Bad Management, Bad Planning

Ironically, some people brag about all-nighters as if that were some kind of heroism. These are the kinds of boast you don't want to hear from your workers–because these macho marathons are almost always the direct result of lousy planning.

And of course, bosses who demand long hours are only proving that they lack management skills–because only a very silly person would mandate a practice that makes employees dumber by the hour.

The real solution to sleep deprivation at work is, of course, is to change your corporate culture so that consistently long work hours are seen for what really are: an addiction to poor planning and shortsighted management.

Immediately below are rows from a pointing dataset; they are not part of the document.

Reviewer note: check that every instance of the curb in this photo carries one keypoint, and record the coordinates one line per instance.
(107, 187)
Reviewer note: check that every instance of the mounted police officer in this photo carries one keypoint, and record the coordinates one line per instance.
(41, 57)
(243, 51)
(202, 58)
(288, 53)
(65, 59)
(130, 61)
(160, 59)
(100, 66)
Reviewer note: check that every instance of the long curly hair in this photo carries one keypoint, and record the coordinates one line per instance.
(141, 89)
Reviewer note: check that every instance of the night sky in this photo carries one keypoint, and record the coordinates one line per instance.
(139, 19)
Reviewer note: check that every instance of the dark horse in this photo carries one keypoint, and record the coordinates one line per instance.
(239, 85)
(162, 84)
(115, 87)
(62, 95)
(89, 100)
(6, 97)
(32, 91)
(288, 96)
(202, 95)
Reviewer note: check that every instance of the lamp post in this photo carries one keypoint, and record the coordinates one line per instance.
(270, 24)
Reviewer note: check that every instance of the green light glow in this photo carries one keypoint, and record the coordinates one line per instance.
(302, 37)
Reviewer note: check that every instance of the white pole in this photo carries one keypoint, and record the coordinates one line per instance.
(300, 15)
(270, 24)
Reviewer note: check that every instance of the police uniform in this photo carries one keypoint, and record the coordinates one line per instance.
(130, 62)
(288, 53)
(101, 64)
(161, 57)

And here's a radical idea: How about letting tired employees take naps when they're sleepy?

The Nap Solution

According to the National Sleep Foundation poll, almost a third of American employees report that "daytime sleepiness interferes with work" and about a third of those employees admit that they'd take a nap at work, if allowed to do so.

So let them.

Time expended sleeping, even on the job, can be time well spent if it prevents people from trying to get work done when they're dead on their feet.  Getting plenty of sleep is "better for your memory and your ability to think and process information," Oexman points out.

I have an uncle who earned his first million before he was 30. (That was back in the days when $1 million was real money.) He once told me: "Success is being able to take a nap whenever you want."

So here's my advice to you: If you want to be successful, get plenty of sleep. If you want your team to work smarter, encourage them to do the same. And if that means catching 40 winks in the middle of the workday–or letting your employees do the same–well, so be it.